Hartheim, la vérité cachée pendant 50 ans

L'extermination à grande échelle des handicapés physiques et mentaux par le régime nazi fut longtemps ignorée du public. Le château d'Hartheim servit de centre de mise à mort


La masse imposante du château de style Renaissance flanquée de tours octogonales et d'une sorte de donjon latéral se voit de loin. Passé la porte d'entrée principale, on découvre une grande cour à arcades surmontée de trois étages à balustrades

Hartheim fut donné en 1898 par le prince Starhemberg à une association caritative de la province de la Haute Autriche dirigée par les Soeurs de Saint-Vincent de Paul. Il devint asile pour enfants handicapés physiques et mentaux. En 1938, le parti nazi expropria les Soeurs et récupéra le château, qui fut équipé au rez-de-chaussée d'une chambre à gaz camouflée en salle de douches et d'un four crématoire. Il prit le nom de "Fondation d'intérêt général pour les soins hospitaliers à Hartheim" et employait environ 70 personnes. Des bureaux et des logements pour le personnel étaient aménagés dans les étages supérieurs. En revanche aucun logement n'était prévu pour les malades. C'est donc qu'ils étaient exterminés immédiatement à leur arrivée.

Une des pièces du rez-de-chausée du château d'Hartheim où les malades étaient enregistrés avant d'être gazés puis brûlés

Les premiers arrivèrent dans les premiers jours de mai 1940. Ils étaient retirés des hôpitaux psychiatriques autrichiens et allemands et transportés par trains ou par véhicules. Les convois de 40 à 150 personnes arrivaient à n'importe quelle heure. On dirigeait d'abord les futures victimes en salle de déshabillage puis en salle "d'admission" où elles étaient "examinées" par un médecin SS et des assistants. En fait le personnel ne faisait qu'examiner les dossiers des malades, dont on tamponnait un numéro sur la poitrine. Ceux qui avaient des dents en or se voyaient marqués d'une croix dans le dos. On les faisait passer ensuite dans une autre pièce où ils étaient photographiés, avant qu'ils ne repassent dans la salle d'admission. Dernière étape avant la chambre à gaz où on les faisait entrer par une porte métallique.

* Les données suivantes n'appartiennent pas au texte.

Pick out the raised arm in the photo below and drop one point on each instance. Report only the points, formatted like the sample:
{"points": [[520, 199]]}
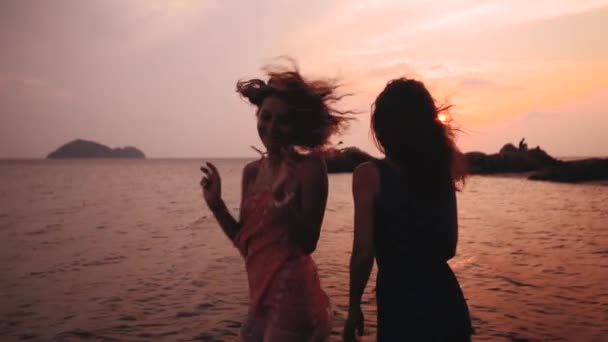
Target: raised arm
{"points": [[212, 192], [365, 189]]}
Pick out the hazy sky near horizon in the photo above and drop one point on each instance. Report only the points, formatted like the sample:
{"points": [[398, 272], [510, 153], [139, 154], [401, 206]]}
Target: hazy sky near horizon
{"points": [[160, 75]]}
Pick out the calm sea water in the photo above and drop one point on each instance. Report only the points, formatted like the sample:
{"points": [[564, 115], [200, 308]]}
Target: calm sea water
{"points": [[126, 250]]}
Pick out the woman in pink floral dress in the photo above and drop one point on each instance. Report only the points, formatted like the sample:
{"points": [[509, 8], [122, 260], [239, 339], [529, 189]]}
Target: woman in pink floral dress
{"points": [[283, 202]]}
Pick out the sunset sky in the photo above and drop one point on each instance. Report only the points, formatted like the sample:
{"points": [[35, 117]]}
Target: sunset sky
{"points": [[160, 75]]}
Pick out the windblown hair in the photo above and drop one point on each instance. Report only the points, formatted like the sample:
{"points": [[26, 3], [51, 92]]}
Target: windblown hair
{"points": [[406, 128], [311, 103]]}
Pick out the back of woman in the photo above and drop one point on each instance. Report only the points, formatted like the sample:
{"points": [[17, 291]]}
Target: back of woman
{"points": [[417, 293], [405, 219]]}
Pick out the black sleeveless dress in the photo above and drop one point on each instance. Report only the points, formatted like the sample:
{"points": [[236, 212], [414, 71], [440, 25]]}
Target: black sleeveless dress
{"points": [[418, 296]]}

La chambre à gaz comportait au début un plancher et des bancs en bois. Plus tard, le sol fut cimenté et enfin carrelé ainsi que les murs. On pouvait croire ainsi à une véritable salle de bains. Trois pommes de douche étaient installées au plafond et l'aération se faisait par ventilateurs. L'installation du gaz mortel se trouvait dans une pièce attenante, dans des bouteilles métalliques. Le gaz passait dans la chambre à gaz par un tuyau. Une fois les victimes gazées, les locaux étaient ventilés et les corps entreposés dans la morgue, juste à côté. Ils étaient enfin incinérés dans le crématoire, après que les dents en or aient été prélevées sur les cadavres. Les restes des os étaient broyés et la poudre était recueillie pour être envoyé à la famille

17 974 handicapés ont ainsi été assassinés à Hartheim. Tous sont identifiés et les noms figurent sur les murs de l'ancienne chambre à gaz qui fait partie aujourd'hui du musée aménagé dans le château. Au cours de l'année 1944, plusieurs milliers de détenus venant des camps de concentration, gravement malades ou inaptes au travail ont péri ici de la même façon. Les cendres étaient au début jetées dans le Danube, ensuite elles furent enterrées

Les mises à mort à Hartheim, bien qu'opérées dans le plus grand secret - le personnel était régulièrement menacé de mort s'il parlait - finirent par être connues, étant donné le nombre des avis de décès officiels dans les presses locales, rédigés de manière fantaisiste. Les familles n'étaient averties qu'une fois le malade incinéré.

En décembre 1944, les installations de mise à mort furent détruites par des déportés, qui furent ensuite éliminés. Ce n'est que dans les années 1990 avec l'ouverture des archives soviétiques qu'on découvrit la véritable histoire d'Hartheim.